ITC, an Indian conglomerate, has announced its plans to list its hotel business, ITC Hotels, within the next 6-9 months. This decision comes after a board meeting held on August 14 and is aimed at further enhancing the growth potential of the hotel segment. As part of this move, ITC intends to retain 40% ownership while distributing the remaining 60% among its shareholders. By doing so, ITC offers investors a choice between higher returns or accepting suboptimal performance.
Indian conglomerate ITC is gearing up to list its hotel business, ITC Hotels, within the next six to nine months, as disclosed by reliable sources. This strategic move is anticipated to be formalized during an upcoming board meeting scheduled for August 14.
This initiative comes in the wake of an official communication to the stock exchanges on July 24. The communication underscores the intention to present the scheme of arrangement for board approval during the forthcoming August 14 meeting. It was also indicated that all requisite notifications and public disclosures, aligned with the regulatory guidelines of the Securities and Exchange Board of India, would be duly undertaken.
In a regulatory filing on the same date (July 24), ITC Limited’s Board granted preliminary endorsement for the separation of the hotel business through a structured scheme. This contemplated restructuring will empower the hotel business to operate as an independent entity within the rapidly expanding hospitality sector. By pursuing an optimal capital structure, the hotel business is poised to chart an ambitious growth trajectory.

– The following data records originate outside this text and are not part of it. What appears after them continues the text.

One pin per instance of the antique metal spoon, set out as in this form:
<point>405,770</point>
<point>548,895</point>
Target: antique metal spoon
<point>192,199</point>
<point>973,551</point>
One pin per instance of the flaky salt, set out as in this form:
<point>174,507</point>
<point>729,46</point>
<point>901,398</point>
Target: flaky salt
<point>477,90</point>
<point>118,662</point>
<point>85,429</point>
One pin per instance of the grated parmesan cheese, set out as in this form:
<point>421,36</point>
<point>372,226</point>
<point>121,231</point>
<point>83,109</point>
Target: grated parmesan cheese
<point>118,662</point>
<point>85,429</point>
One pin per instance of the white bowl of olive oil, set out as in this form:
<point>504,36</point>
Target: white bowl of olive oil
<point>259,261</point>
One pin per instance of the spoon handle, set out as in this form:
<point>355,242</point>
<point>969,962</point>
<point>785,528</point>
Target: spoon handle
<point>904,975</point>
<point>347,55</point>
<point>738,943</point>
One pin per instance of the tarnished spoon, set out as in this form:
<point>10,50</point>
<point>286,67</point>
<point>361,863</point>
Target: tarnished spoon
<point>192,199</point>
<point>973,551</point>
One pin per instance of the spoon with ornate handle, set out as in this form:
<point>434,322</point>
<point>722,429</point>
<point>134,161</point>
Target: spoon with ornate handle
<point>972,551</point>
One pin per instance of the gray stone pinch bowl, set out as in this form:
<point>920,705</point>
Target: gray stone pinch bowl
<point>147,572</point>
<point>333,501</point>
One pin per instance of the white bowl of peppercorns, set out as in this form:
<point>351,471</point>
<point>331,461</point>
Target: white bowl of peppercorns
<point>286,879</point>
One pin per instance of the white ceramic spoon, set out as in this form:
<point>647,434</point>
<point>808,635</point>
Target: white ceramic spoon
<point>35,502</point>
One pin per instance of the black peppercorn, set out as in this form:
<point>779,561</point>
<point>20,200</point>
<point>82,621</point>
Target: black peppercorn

Market observers had been anticipating a separation that mirrors the existing shareholding framework. Notably, ITC has chosen to retain 40 percent ownership of the newly established hotel entity, while the remaining 60 percent will be distributed among its shareholders.
This strategic demerger is welcomed by the market, given the historical performance of the hotel segment within ITC’s portfolio. The capital-intensive nature of the hotel industry has consistently yielded lower returns on capital in comparison to ITC’s other thriving ventures.
Investors have expressed enthusiasm regarding this potential demerger, as it provides them with the flexibility to align with ITC’s high-return enterprises while avoiding exposure to a business segment with suboptimal financial outcomes.